Hors de l’Europe, le reste du monde hellénique n’est pas beaucoup plus disposé, au moment décisif, à se compromettre pour Persée vis-à-vis de Rome. En effet voyons d’abord l’attitude des principaux rois. A Pergame, Eumène II, nous le savons assez, est entièrement dévoué aux Romains : il les a soutenus pendant la seconde guerre de Macédoine et pendant la guerre de Syrie ; c’est à eux qu’il doit l’accroissement prodigieux de son royaume ; son intérêt suffirait à répondre de sa fidélité. D’ailleurs son discours devant le Sénat, en 172, manifeste clairement son animosité à l’égard de Persée, et sa haine n’a fait qu’augmenter à la suite de l’attentat dont il a failli être victime sur le chemin de Delphes. Il n’y a donc aucun doute à son sujet.

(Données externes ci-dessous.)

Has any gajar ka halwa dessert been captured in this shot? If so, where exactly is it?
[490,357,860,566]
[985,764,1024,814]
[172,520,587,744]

Par contre, chez deux autres rois, Prusias II de Bithynie et Antiochus IV de Syrie, on pourrait s’attendre à trouver des dispositions plus favorables à Persée, puisque leurs maisons se sont unies par des mariages. Mais Prusias, après avoir d’abord, en 184, combattu Eumène et obtenu dans ce but des secours de Philippe, s’est réconcilié ensuite avec le roi de Pergame. Il l’a soutenu contre Pharnace, roi de Pont, vers le temps de la mort de Philippe ; et maintenant, en 171, s’il ne veut pas prendre les armes contre Persée, il entend ne pas s’engager non plus contre Rome : il garde l’expectative, avec l’intention de se rapprocher du vainqueur en temps utile.

Quant à Antiochus Epiphane, dès 173 il a, de lui-même, envoyé à Rome une ambassade qui, en l’excusant d’un retard apporté au paiement de son tribut, a offert au Sénat des vases d’or du poids de 500 livres, et a demandé le renouvellement de l’alliance conclue avec Antiochus III le Grand. En même temps, elle était chargée de rappeler toute la reconnaissance du roi pour la bienveillance avec laquelle on l’avait traité à Rome, lorsqu’il y séjournait comme otage, et d’inviter le peuple romain à exiger de lui tons les offices d’un bon et fidèle allié. Depuis, en 172, Antiochus a réitéré ses promesses devant les ambassadeurs romains de passage auprès de lui, et il ne s’est nullement laissé entraîner aux sollicitations de Persée.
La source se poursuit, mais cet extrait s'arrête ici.